In the recent multicenter study by Luehr et al., which has included the largest number of patients to date to assess the impact of LSA occlusion after TEVAR, based on whether they underwent LSA revascularization, it was observed that, although only 50% of the procedures were emergencies, there were no significant differences in terms of mortality (12.7% vs. 19.8%), incidence of stroke (5.5% vs. 7.4%) and paraplegia rates (5.5% vs. 6.6%). However, it is important to note that the rate of arm malperfusion was 10 times higher in those patients who did not receive subclavian revascularization. This study, unlike the one we are analyzing today, obtained worse clinical outcomes, was multicenter and did not have homogeneous action protocols, which makes extrapolation and interpretation of these results difficult.
On the other hand, prophylactic open revascularization of the LSA could increase the risk of minor perioperative complications (such as seroma, nerve damage, lymphatic leakage) and major (neurological) ones. It is known that this practice is associated with an operative mortality that ranges from 1.2% to 5%. For this reason, some researchers propose prophylactic revascularization of the LSA only when there is a high risk of neurological complications, especially stroke or SCI, predicted by angioCT. Additionally, given the difficulty that can entail performing a carotid-subclavian bypass prophylactically in an emergency context with the patient unstable, it seems reasonable to refrain from performing such in these circumstances.

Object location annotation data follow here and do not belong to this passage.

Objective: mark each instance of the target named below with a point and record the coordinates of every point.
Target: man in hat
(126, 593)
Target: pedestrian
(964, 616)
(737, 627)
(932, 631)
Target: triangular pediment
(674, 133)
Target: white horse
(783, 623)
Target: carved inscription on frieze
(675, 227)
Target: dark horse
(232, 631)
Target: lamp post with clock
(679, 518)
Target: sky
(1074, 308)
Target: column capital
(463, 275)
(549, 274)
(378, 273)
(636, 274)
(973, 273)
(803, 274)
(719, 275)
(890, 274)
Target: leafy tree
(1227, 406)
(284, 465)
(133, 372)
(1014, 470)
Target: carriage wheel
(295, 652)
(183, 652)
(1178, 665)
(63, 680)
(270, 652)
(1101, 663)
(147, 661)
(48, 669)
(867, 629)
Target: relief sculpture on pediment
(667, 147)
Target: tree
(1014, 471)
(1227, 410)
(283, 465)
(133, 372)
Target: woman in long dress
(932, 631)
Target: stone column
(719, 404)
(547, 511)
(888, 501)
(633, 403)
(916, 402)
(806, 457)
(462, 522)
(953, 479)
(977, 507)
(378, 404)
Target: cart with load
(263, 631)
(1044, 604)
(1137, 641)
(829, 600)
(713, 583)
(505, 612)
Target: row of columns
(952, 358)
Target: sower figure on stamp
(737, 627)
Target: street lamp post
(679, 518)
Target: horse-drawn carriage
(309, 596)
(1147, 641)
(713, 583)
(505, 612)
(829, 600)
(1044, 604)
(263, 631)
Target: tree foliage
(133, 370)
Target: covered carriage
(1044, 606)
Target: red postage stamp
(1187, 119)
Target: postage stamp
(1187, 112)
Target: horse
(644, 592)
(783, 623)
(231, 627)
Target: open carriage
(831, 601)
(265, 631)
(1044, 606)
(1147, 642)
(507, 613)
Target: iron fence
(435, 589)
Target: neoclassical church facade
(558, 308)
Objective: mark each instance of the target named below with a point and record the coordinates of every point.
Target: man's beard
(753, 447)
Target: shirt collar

Although it is a retrospective study with a relatively limited patient sample, the most significant finding that emerges from this study is that, in an urgent context, TEVAR with partial or complete occlusion of the LSA can be safely performed without a prophylactic carotid-subclavian bypass, as long as the angioCT predicts that cerebral and spinal vascularization will be sufficient to prevent complications. Therefore, following decision-making algorithms like the one presented in this study is very valuable, safe and its implementation should be recommended in any hospital that handles this type of pathology.
REFERENCE:
Haldenwang PL, Heute C, Schero KJ, Schlömicher M, Haeuser L, et al. Urgent Endovascular Aortic Repair Requiring Coverage of the Left Subclavian Artery. Thorac Cardiovasc Surg. 2023 Oct 16. doi: 10.1055/a-2125-3173.